According to Art, their first hay cuttings produced good crops, but recently they only got one hay bale on each of three 15-acre lots because the army worms had attacked them. He also said a farm worker on a nearby farm told him the worms came just over his boots.
Sherman’s Howard Crump’s hay field after army worms attacked it.
Probably many of you have read an article or book about the many difficulties the early settlers faced when they came to the new world. I remember the Laura Ingles Wilder books which told about the locust plagues that destroyed crops in those days. Currently there are some methods that can be used to prevent the insects such as crop dusting prior to the outbreak of them. However, often one doesn't even know there is a problem until after the crop is destroyed.
Army worms can eat their way through a farm field or lawn in just days. They are really yellow green caterpillars, the larvae of a rather large adult moth. One doesn't see anything but a good growing crop one day and then the next day see nothing but devastation.
The damage to the field begins as the worms climb up the stalk eating the foliate as it travels and then finishes it off as it goes back down. One can hear the crushing noise as the worms travel through the field. Moreover, they can literally destroy more than a 100 acres in 18 to 24 hours. I've been reading the papers stating they are even worse in some other states. The army worm is similar to the crane fly infestation that happened a few years ago.
Although the army worm infestation is often a great devastation for farmers involved in that industry, those folk have been known to be a sturdy lot, having survived many difficult situations, especially in financial matters. Moreover, such losses often affect the cost of food and other essential products. However, we can be thankful the army worms don't like strawberry leaves so we can still enjoy strawberry shortcake or pie.

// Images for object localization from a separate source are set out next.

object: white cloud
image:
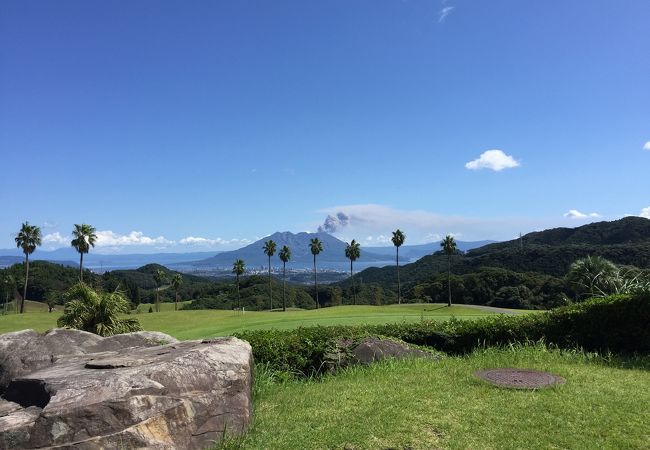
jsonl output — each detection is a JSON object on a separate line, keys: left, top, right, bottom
{"left": 95, "top": 230, "right": 173, "bottom": 247}
{"left": 179, "top": 236, "right": 252, "bottom": 247}
{"left": 316, "top": 204, "right": 538, "bottom": 243}
{"left": 439, "top": 6, "right": 454, "bottom": 22}
{"left": 423, "top": 233, "right": 442, "bottom": 243}
{"left": 465, "top": 150, "right": 521, "bottom": 171}
{"left": 42, "top": 232, "right": 69, "bottom": 249}
{"left": 643, "top": 141, "right": 650, "bottom": 151}
{"left": 439, "top": 0, "right": 455, "bottom": 23}
{"left": 563, "top": 210, "right": 601, "bottom": 220}
{"left": 363, "top": 235, "right": 391, "bottom": 245}
{"left": 640, "top": 207, "right": 650, "bottom": 218}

I didn't write about our upcoming Forth of July or Independence Day, but I trust you all know about that special holiday when we celebrate the document introduced by John Adams that eventually became the document stating the original first 13 states in the new world became the United States of America. I trust you all think about how our forefathers worked and sacrificed greatly to make our country the greatest nation in the world. I wish you all a safe and enjoyable celebration on that day.